The Fisher king

Wild Man Fisher

par Francois Branchon le 28/01/2000

Note: 9.0     

Lawrence Wayne "Wild Man" Fisher était jusqu'à l'âge de vingt-cinq ans très timide. Un jour, il se décide à plus d'agressivité, se met à écrire des chansons pour clamer au monde entier qu'il n'a plus peur, et redoutable décision, se met aussi à les chanter, en arpentant les marchés, les trottoirs ou les tribunes des stades.

Quelques institutions psychiatriques californiennes plus tard, Frank Zappa le repère, reconnaît son fulgurant "talent" en lui produisant en 1968 sur son label Bizarre Records le magistral double album "An evening with Wild Man Fisher". Présenté avec la mise en garde suivante (signée Zappa) : "Attendez plusieurs écoutes avant de décider si vous aimez ou non ce type. Il a quelque chose à vous dire, que vous vouliez l'entendre ou non".

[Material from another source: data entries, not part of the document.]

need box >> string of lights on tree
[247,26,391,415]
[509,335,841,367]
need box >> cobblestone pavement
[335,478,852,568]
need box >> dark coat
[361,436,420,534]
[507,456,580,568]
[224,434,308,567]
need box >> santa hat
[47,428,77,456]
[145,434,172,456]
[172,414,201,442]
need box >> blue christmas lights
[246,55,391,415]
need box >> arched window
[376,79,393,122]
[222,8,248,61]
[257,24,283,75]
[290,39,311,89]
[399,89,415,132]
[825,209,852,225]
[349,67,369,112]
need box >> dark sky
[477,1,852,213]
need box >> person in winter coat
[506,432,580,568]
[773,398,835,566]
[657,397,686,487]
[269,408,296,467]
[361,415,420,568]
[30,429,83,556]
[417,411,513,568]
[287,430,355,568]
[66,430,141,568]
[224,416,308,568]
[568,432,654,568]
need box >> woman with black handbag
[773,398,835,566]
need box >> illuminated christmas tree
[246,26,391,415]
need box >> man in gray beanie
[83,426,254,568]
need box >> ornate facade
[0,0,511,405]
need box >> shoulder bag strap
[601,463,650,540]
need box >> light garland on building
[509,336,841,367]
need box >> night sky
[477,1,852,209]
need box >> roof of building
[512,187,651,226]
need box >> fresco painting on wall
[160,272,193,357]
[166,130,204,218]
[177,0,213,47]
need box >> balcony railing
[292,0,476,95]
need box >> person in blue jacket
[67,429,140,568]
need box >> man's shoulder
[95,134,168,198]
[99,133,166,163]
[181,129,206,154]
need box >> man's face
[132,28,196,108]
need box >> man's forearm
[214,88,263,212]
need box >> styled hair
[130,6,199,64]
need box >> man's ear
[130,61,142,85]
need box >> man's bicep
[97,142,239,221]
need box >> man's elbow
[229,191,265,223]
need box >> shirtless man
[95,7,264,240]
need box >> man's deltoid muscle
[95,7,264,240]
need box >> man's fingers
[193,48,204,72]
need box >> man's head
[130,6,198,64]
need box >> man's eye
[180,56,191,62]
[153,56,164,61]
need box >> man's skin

Car ce disque est un Ovni ahurissant, dont deux des quatre faces ne contiennent que des "vocaux" sans accompagnement (les mécréants parlent de "cris" ou de "délires verbaux"), enregistrés sur les trottoirs du Sunset Boulevard de Los Angeles, devant le Whisky A Go-Go et le Hamburger Hamlet. Quelques musiciens parmi les plus secoués de la Côte Ouest traversent les deux autres faces de la chose, le Bizarre Percussion Ensemble, Kim Fowley, Art Tripp (le percussionniste des Mothers Of Invention) et les GTO's, alias Girls Together Outrageously – un groupe de filles sous la coupe de Zappa -.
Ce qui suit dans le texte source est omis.